Thanks a lot Scott! I guess there will be plenty of a stuff to write
books about. Plus the great variety of options will make it even more
important to 
have proper frameworks for the next generation of flash based RIAs.


 



-----Original Message-----
From: [EMAIL PROTECTED]
[mailto:[EMAIL PROTECTED] On Behalf Of Scott
Fanetti
Sent: Tuesday, 14 February 2006 1:52 PM
To: Flashcoders mailing list
Subject: Re: [Flashcoders] AS 3.0 tutorials

Robin,

I am right there with you about the migration from AS2 to AS3.

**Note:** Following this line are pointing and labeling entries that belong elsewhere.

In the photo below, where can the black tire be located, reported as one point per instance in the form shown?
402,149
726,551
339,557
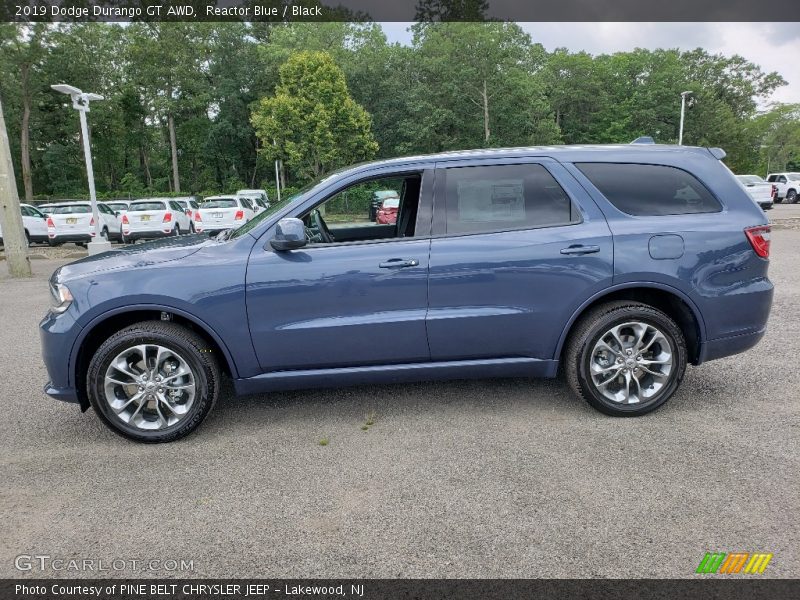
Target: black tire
190,346
592,326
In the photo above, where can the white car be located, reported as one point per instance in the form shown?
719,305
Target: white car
787,184
258,198
153,218
34,222
74,222
760,191
218,213
189,206
118,206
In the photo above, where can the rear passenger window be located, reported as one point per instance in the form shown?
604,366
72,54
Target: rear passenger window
650,190
504,197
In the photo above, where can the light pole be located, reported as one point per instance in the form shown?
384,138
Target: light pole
80,102
683,111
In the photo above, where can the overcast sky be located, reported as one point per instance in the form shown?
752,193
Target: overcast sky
773,46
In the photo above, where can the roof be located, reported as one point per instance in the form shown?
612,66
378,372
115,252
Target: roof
560,152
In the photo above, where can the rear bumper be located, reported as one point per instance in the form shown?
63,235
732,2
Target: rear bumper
71,237
729,346
63,394
146,235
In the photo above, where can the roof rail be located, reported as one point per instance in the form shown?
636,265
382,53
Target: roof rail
718,153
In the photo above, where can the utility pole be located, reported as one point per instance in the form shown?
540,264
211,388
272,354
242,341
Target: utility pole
14,240
683,111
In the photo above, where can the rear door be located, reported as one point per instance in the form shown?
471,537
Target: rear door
517,248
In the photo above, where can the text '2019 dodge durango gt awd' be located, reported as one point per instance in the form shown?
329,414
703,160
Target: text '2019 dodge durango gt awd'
499,263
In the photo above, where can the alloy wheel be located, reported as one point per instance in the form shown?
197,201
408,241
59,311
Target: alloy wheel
149,387
631,363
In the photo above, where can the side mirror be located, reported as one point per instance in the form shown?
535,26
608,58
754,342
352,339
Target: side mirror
290,234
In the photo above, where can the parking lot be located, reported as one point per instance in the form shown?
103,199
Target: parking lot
509,478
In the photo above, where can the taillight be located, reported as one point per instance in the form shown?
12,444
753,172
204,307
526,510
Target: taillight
759,239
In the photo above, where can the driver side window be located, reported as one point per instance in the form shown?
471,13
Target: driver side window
376,209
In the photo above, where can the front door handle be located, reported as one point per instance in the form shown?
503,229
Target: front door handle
399,263
580,249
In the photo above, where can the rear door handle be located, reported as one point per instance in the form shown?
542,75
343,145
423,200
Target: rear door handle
399,263
580,249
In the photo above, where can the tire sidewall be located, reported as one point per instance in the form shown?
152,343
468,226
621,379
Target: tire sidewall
653,318
204,396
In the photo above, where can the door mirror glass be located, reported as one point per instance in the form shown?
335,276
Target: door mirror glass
290,234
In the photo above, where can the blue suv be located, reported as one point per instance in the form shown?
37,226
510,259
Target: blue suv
621,264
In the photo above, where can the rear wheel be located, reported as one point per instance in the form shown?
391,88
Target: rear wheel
153,382
625,358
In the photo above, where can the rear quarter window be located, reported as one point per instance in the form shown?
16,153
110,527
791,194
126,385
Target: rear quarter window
650,190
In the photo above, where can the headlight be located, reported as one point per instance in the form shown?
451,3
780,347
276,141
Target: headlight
62,298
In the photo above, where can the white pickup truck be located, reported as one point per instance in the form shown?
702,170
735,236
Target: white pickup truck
788,185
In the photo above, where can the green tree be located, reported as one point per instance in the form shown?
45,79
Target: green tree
313,122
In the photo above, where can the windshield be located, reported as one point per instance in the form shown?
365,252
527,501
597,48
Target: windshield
137,206
221,203
71,210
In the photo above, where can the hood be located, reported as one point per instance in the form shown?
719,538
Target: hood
136,256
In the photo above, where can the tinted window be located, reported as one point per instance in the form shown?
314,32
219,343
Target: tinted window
137,206
505,197
650,190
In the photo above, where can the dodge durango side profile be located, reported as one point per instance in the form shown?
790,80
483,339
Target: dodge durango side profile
506,262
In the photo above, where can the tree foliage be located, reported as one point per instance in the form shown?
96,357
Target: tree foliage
312,122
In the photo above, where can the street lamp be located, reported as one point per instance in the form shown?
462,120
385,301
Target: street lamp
80,102
683,110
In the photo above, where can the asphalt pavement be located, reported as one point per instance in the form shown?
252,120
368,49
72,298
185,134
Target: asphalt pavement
508,478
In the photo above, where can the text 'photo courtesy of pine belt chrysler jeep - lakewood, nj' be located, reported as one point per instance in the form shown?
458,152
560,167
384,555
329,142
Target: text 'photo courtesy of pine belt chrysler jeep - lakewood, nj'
494,263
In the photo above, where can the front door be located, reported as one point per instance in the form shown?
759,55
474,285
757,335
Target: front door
356,299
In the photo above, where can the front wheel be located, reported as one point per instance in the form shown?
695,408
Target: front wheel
153,382
625,358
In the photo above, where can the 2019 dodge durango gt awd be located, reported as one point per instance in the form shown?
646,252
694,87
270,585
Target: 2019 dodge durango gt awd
499,263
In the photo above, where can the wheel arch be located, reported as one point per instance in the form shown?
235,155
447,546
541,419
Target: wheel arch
668,299
108,323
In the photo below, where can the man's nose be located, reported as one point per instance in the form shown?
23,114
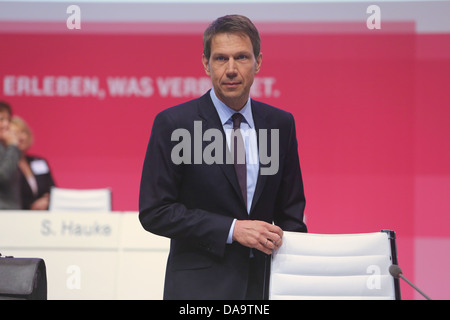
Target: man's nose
231,68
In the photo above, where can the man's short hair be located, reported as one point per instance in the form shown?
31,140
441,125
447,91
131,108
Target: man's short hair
231,24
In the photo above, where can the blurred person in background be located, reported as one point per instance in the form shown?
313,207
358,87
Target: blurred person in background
36,178
9,159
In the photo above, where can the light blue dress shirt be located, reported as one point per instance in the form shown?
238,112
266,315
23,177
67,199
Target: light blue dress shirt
251,148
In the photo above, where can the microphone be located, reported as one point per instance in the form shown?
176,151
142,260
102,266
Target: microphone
396,272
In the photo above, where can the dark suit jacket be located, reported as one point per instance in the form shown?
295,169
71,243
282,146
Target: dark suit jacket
195,204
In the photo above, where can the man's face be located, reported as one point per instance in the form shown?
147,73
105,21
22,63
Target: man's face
232,67
4,123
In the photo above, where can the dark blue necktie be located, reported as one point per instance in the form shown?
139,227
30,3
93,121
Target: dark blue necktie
239,154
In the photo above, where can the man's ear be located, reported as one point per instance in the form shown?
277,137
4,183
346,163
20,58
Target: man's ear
205,63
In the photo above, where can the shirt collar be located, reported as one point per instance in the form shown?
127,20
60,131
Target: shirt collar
225,112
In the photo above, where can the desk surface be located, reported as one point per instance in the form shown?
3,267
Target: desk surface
89,255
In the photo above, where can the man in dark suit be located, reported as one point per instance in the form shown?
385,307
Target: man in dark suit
223,217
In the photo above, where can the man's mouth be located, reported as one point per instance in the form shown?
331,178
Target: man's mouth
231,84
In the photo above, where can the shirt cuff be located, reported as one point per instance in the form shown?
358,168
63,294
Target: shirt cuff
230,233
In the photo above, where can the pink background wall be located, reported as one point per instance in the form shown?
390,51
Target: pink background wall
371,108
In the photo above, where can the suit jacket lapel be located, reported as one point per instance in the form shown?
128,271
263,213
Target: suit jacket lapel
211,120
260,123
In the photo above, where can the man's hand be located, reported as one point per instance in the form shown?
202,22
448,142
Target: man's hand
257,234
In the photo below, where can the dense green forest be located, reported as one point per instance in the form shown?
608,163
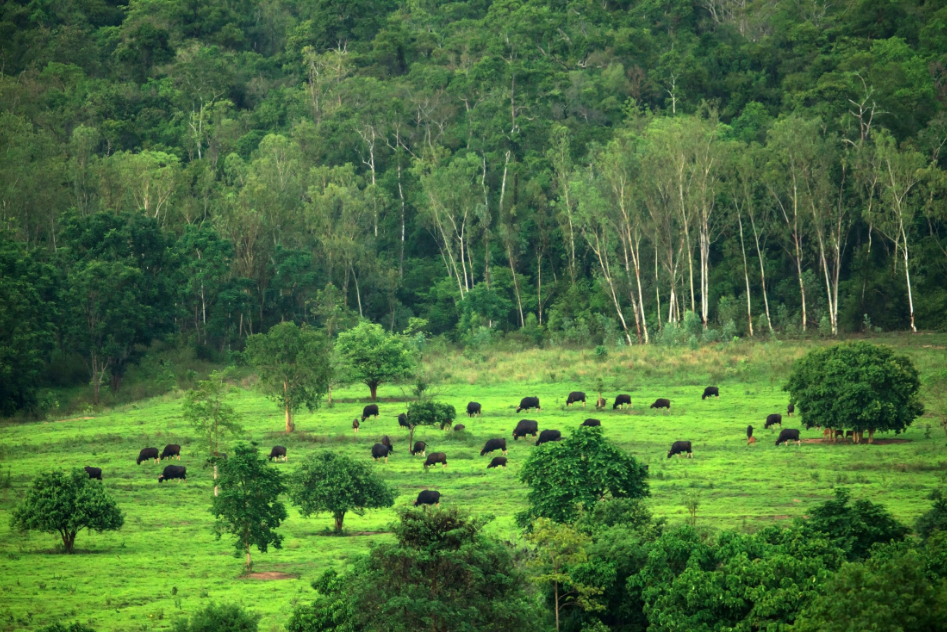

Basically, as I gather it, packages are pretty much the same thing as 
the class path in as2 classes.  com.exampleClass would become

package com{
    public class exampleClass{
       public function exampleClass(){
          ... code
        }
    }
}

some things to remember.  AS3 constuctors cannot be private ( as of yet 
).  All the declarative classes (<mx:Button or <mx:Array ) in Flex have 
actionscript analogues.  The event model has been completely revamped, 
too.  Instead of using:

myBtn.onPress = function(){
--click functions
}

you use

myBtn:Button = new Button();
myBtn.addEventListener(MouseEvent.CLICK,doOnPress);
function doOnPress(e:MouseEvent):void{
   switch(e.target){
       case myBtn:
          if(e.type==MouseEvent.DOUBLECLICK){
             do one thing
           }else{
             do another thing
          }
          break;
       case homeBtn:
          -- home button actions
          break;
       case menuBtn:
          -- menu button actions
          break;
    }
}

The whole point is to break apart the procedural calls associated with 
typical actionscript and tie the framework together in an object 
oriented setting that passes informative event objects to a centralized 
event processing area.  This might seem like a lot of setup work for a 
small application, but the goal with AS3 is to allow for the complexity 
associated with rich internet applications in a flash client.  Imagine 
putting a thousand onPress events all over your application then finding

out you need to refactor (change) a huge chunk of your code to add 
another type of functionality.   You would have to search through your 
code in a hundred places on a hundred frames to get  the whole thing 
right.  With the new way, your centralized events can be monitored and 
dispatched in one location   You could do this with AS2, but it required

some hacking.

The whole MouseEvent.CLICK thing is just a constant in flex with the 
value of "click".  They just wanted to provide a constant based 
reference to the event name so that developers didn't screw up their app

with a typo.  The whole e:MouseEvent thing is  the event object that 
gets passed as a parameter when the event reaches its target.  You can 
tell the function to accept e:ChangeEvent or e:WhateverEvent and the 
event will only active the function if it is the right kind of event.  
This can help you sort through the different types of events that are 
available in AS3. You can use that event object to get information about

what triggered the event - as well as define custom reactions to the 
event as it flows through the document tree ( think of the document as 
an XML file and your button is a node)

I know this 5 second breakdown sucks - and I am just really starting to 
understand this stuff today - literally I learned this stuff today - so 
don't feel like you are alone in the dark. 

Also - if you are a Flex guru with better information - or if I screwed 
up on my syntax above - I would love to get a reply to correct it.